The only information we are getting from the diagonals of the cube is the length of the sides of the triangle. We are not drawing any triangle inside the cube. We are being told that the diagonal lengths DF, AG and CE are the lengths of the sides of a triangle. So we just have to draw an equilateral triangle with sides having length same as the length of a diagonal.
Now if the side of cube is a, then side of the diagonal will be $$\sqrt{\ 3}$$a which is the length of the side of an equilateral triangle.

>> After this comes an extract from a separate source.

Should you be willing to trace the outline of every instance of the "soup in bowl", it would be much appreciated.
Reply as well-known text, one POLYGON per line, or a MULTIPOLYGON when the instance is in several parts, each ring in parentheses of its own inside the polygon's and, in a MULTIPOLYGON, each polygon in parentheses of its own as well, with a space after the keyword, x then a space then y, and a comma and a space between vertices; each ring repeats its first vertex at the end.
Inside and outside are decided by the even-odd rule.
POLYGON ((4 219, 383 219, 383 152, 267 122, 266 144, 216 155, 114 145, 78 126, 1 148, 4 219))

We know that the area of an equilateral triangle is $$\dfrac{\sqrt{\ 3}}{4}s^2$$ , so the area becomes

Area = $$\frac{\sqrt{\ 3}}{4}\left(\sqrt{\ 3}a\right)^2\ =\ \frac{3\sqrt{\ 3}}{4}a^2$$

and we know that,    product of sides of triangle = 4 * R * Area of the triangle

==>   R =  $$\dfrac{product\ of\ sides\ of\ the\ triangle}{4\times\left(area\ of\ triangle\right)\ }\ =\ \dfrac{\sqrt{\ 3\ }a\times\ \sqrt{\ 3}a\times\ \sqrt{\ 3}a}{4\times\ \dfrac{3\sqrt{\ 3}}{4}\times\ a^2}\ =\ \dfrac{3\sqrt{\ 3}a^3}{3\sqrt{\ 3}a^2}\ =\ a$$

So R is the length of the side of the cube which is a.
Hope this clears your doubt.

What step of the solution did you not understand Lenin? Please go through the concepts again and attempt with a fresh mind.

Hi Vinay,
In an equilateral triangle, Circumradius is two-thirds of the height whereas in-radius is one-third of the height of the triangle.